Saturday, October 12, 2013

Bringing Salvation

The Healing of Naaman
Readings for Sunday, October 13/ 28th Sunday in Ordinary Time:
2 Kings 5:14-17
Psalm 98:1-4
2 Timothy 2:8-13
Luke 17:11-19


As we find ourselves in the thick of college football season, I am continually struck by the intense animosity and sometimes outright hatred that fans can have for other teams, especially major rivals from their conference. The constant back and forth that can go on between them is almost reminiscent of the fued that we find in the Scriptures between the Jewish people and the Samaritans, non-Jewish people in the area of Israel. These two people had a longstanding and deep-seated hatred of one another and did their best not to have to interact with each other in any real sense since each saw the other as inferior to themselves. That powerful wedge between these two people is the background that we have to be attentive to as we approach the readings today.

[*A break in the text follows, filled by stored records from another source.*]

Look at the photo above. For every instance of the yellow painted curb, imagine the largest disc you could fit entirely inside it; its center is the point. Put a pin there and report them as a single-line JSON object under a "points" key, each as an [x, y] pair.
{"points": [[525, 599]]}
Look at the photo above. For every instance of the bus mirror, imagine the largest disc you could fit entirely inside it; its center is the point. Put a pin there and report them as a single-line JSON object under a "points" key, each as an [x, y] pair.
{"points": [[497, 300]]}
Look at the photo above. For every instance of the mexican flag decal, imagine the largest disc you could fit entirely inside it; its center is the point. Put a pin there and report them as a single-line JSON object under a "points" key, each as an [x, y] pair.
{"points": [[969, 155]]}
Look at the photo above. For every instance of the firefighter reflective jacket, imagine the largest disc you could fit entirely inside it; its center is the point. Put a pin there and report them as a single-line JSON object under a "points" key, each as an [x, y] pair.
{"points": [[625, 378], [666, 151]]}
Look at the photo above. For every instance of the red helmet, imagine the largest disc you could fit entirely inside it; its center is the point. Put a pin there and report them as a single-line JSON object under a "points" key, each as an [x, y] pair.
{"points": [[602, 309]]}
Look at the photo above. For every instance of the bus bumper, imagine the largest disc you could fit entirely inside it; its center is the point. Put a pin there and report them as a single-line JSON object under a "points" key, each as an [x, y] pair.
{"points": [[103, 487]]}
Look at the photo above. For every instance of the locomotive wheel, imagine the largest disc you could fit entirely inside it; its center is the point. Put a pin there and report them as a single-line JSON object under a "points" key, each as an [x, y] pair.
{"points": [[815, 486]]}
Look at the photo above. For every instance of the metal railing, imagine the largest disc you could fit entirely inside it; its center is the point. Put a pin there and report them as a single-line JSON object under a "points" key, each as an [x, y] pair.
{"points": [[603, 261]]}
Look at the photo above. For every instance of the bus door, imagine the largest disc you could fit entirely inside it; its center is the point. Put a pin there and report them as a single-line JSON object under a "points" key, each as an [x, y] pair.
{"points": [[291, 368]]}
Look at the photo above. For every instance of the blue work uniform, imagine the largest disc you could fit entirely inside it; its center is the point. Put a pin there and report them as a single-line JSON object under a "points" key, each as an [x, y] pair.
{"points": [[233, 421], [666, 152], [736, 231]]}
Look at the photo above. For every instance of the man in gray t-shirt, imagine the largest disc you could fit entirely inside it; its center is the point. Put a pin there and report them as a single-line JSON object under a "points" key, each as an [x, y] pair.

In the Second Book of Kings we hear the story of Naaman, a Samaritan, being cleansed from his leprosy through the advice of Elisha the Jewish prophet. The fact that these two were talking with one another is something that would have shocked and even angered many people of their day. But they put aside all the expectations, social stigma, and their own biases in order to come to experience something more profound. Naaman humbles himself to approach the Elisha, which shows the extent to which he desired to be freed from the leprosy. In turn we see Elisha humble himself and receive the leprous Samaritan, which would have been doubly cast aside from the Jewish people. And when the two of them set aside those things that often separate them, we see that miracles happen. First, Naaman is cleansed. But note also that this cleansing is a spiritual one too, as he walks away recognizing that it was the God of Israel who was responsible for it. He has a conversion experience, which is why he makes the odd request to have two mule-loads of dirt. Often people thought that gods were territorial – a god was powerful over a certain place – so to take two loads of dirt was to bring a piece of Israel with him to his homeland, that the Lord whom he had encountered might be with him and continue to be worshipped by him even in his own land. All because they were willing to humble themselves and take a chance.

That story also foreshadows the story we hear of Jesus from Luke’s Gospel, this time with ten lepers being cleansed by the Lord. The leper who is nameless, a significant point which Luke places for us to be able to insert ourselves into the story, returns to Jesus alone rather than accompanied by the other nine after their healing. And from the words of Jesus it seems that this leper might have been the only one of the group that was not Jewish – he was a Samaritan. And yet he returns to the Lord and professes faith because he recognizes the miracle done and the One who had accomplished it, much like Naaman in the first reading. For this return the Lord speaks those blessed words to him, “Stand up and go. Your faith has saved you.” It wasn’t just faith that they would be healed that saved him – all ten had that faith, else they wouldn’t have gone to the priests as commanded – but rather the faith that led him to recognize the giver of the gift and return. Here too we encounter a person not of the Jewish faith encountering the God of Israel and experiencing a conversion of heart.

The actual chains from St. Paul's imprisonment in Rome
In his Second Letter to Timothy we heard St. Paul encourage him “Remember Jesus Christ…” This word from St. Paul is spoken to his brother to remind him of why we do what we do as Christians. It is not for our glory or pleasure, but the glory of God – Remember Jesus Christ. When things get difficult it is for us to be mindful of Christ Jesus, what He has done for us, and what we are called to do for Him. As Christians, and especially each of you as laity in the Church, the mission is to continue the work begun by the Lord. St. Paul writes, “I bear with everything for the sake of those who are chosen, so that they too may obtain the salvation that is in Christ Jesus.” He literally endured his imprisonment and sufferings in that time knowing that something good would come from it, and that something was that others would come to know salvation in Christ.

So the question remains for us: who are ‘the chosen ones’ of our own day? Like Naaman and the unnamed leper in the Gospel, there are many who are simply waiting to come into contact with the True God. That fact is clear by the empty seats in the church each weekend. Our community is large enough that we should be a full church each Mass, and yet we are not. There are souls in our community – friends, family, school mates, co-workers, neighbors - who are in need of an invitation to draw near to God, to encounter Him for themselves, and to find healing in whatever may ail them. What keeps us from reaching out to them? Naaman, Elisha, and others showed us that when we set aside everything in hopes for a miracle, sometimes they happen. So who are the chosen ones the Lord desires us to reach out to and help bring to salvation? And are we willing to bear all things that they might find it?